Wenn wir von unserer Reise hin zu Microsoft Teams sprechen, sind drei Faktoren besonders wichtig. Die Vorteile von Microsoft Teams liegen auf der Hand, doch Veränderungen sind nie ganz einfach. Zudem ist es ziemlich schwer, Begeisterung für eine neue Technologie von Microsoft zu wecken und so war eine durchdachte Herangehensweise gefragt. Vor allem mussten wir uns über das Leistungsversprechen klar werden, das wir den Benutzern in Bezug auf das Produkt geben.

Technische Bereitschaft

Zu Beginn der Umstellung auf Microsoft Teams ging es darum, das Vertrauen aller beteiligten Benutzer zu gewinnen. Das ist uns gelungen, indem wir sichergestellt haben, dass wir technisch bereit sind und über alle Funktionen verfügen, die die Benutzer im geschäftlichen Alltag benötigen. Wichtig war, dass das Produkt die Bedürfnisse unserer Benutzer erfüllte, ansonsten hätte sich der Übergang noch schwieriger gestaltet.

Um eine reibungslose Migration zu gewährleisten und die Benutzer an die Teams-Plattform zu gewöhnen, setzten wir Microsoft Teams lange Zeit parallel zu Skype for Business ein. Zum Zweck der Zusammenarbeit fanden bei uns lange beide Lösungen Anwendung.

Befürworter innerhalb der Community und Benutzerakzeptanz

Als wir das Gefühl hatten, dass der Kreis der Anwender mit der Benutzererfahrung zufrieden war, legten wir MVP-Anforderungen für Teams fest. Dabei arbeiteten wir eng mit der Produktgruppe zusammen, um sicherzustellen, dass alles passt. An dieser Stelle ein großes Danke an die Produktgruppe, die Servicetechniker und mein Team! Ohne sie alle wäre das nicht möglich gewesen.

Wir haben hier wirklich einen Wandel der Art und Weise herbeigeführt, wie wir bei Microsoft arbeiten.
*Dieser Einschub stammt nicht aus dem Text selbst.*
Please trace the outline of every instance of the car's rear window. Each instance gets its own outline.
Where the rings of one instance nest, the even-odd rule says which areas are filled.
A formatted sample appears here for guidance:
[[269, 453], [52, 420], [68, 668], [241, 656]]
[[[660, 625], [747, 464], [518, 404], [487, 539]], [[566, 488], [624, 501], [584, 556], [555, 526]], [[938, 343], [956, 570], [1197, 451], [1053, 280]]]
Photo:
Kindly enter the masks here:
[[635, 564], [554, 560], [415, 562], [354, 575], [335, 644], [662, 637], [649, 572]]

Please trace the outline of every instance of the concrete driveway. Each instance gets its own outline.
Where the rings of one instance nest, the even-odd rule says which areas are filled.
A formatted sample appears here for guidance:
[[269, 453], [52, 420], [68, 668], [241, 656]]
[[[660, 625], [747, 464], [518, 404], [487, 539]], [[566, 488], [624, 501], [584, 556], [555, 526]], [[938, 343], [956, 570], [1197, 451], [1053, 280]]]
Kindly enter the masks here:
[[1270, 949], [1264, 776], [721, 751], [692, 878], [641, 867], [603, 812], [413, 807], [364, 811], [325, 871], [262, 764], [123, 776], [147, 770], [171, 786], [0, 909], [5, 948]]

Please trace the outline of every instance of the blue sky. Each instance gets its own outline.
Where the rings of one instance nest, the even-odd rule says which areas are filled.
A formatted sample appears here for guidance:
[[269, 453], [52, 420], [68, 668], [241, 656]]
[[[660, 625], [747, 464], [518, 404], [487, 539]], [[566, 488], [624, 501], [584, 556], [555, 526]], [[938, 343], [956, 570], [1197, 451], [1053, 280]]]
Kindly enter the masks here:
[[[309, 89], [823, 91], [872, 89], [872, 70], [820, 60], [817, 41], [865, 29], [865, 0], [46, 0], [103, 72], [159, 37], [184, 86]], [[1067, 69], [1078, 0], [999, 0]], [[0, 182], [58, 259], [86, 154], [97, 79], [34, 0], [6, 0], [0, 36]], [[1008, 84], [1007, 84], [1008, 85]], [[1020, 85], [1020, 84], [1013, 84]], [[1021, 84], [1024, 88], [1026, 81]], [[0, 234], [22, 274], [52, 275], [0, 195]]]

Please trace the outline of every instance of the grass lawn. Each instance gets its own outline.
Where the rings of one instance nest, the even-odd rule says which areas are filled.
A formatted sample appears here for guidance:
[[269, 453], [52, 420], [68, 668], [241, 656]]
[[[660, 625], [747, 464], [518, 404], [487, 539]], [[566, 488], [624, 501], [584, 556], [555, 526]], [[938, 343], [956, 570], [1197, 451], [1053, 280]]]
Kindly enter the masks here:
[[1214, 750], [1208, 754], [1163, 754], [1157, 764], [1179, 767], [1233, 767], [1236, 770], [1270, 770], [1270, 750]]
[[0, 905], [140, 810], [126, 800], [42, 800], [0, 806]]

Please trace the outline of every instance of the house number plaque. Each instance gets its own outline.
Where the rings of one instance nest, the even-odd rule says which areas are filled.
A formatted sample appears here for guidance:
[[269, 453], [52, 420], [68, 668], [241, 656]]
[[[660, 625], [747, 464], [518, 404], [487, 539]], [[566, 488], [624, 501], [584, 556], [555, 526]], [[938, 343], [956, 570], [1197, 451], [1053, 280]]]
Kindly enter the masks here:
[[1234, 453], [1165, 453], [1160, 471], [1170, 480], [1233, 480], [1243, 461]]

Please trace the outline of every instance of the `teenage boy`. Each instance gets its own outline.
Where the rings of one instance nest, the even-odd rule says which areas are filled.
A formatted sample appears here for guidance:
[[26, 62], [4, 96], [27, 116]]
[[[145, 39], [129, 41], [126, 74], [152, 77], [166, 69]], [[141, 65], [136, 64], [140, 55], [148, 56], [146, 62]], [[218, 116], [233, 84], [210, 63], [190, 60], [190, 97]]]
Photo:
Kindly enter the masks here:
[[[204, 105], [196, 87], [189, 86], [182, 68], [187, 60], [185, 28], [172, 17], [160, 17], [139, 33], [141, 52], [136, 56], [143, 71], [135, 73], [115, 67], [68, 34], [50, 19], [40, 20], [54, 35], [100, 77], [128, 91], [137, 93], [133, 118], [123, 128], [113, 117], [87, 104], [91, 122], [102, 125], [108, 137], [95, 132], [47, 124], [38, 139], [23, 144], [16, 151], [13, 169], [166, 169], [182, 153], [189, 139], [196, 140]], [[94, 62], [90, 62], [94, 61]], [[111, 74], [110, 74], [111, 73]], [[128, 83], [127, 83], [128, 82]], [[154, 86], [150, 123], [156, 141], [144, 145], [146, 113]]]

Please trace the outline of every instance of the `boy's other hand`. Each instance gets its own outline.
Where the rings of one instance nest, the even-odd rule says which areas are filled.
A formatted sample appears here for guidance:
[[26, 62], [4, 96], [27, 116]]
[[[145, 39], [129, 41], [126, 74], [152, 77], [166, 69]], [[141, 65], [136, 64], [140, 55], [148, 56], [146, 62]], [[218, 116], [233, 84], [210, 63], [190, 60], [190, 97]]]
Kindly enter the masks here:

Gemeinsam haben wir eine einheitliche Kultur und damit die notwendige Bereitschaft aufgebaut, sowohl in technischer Hinsicht als auch mit Blick darauf, wie wir die Herzen und Köpfe der Mitarbeiter gewinnen und die Akzeptanz fördern können. Da ich im Bereich End User Services Engineering tätig bin, beschäftigen mich immer die folgenden Fragen: Wie gestaltet sich die Endnutzererfahrung? Wie wirkt sich die Umstellung aus? Ist die Lösung einfach zu nutzen? Sorgen wir für mehr Produktivität? Wie profitieren wir davon? Es war sehr wichtig für uns, all das zu überprüfen.

Unterstützung und Personalisierung

Der dritte wirklich entscheidende Faktor war für uns die Unterstützung von oben und die Endnutzer-Personalisierung. Dazu gehörte es, jeden und jede Einzelne bei der Umstellung von Skype in Microsoft Teams einzubeziehen und individuelle Beiträge anzuerkennen. Zudem mussten wir sicherstellen, dass führende Persönlichkeiten in der Organisation während des gesamten Prozesses an Bord waren.

Also sendeten wir ihnen Akzeptanz-Toolkits, die wir entwickelt hatten, und erläuterten ihren Zweck: „Hier ist Ihr digitales Toolkit, das müssen Sie einsetzen. Hier sind die Mitteilungen, die wir versenden, und hier Ihre Kennzahlen. Und hier sind Sie.“ Wir mussten den Führungskräften auch zeigen, wer welche Funktionen einsetzt, z. B. Besprechungen und Chats, und uns mit zahlreichen Aktionen beschäftigen.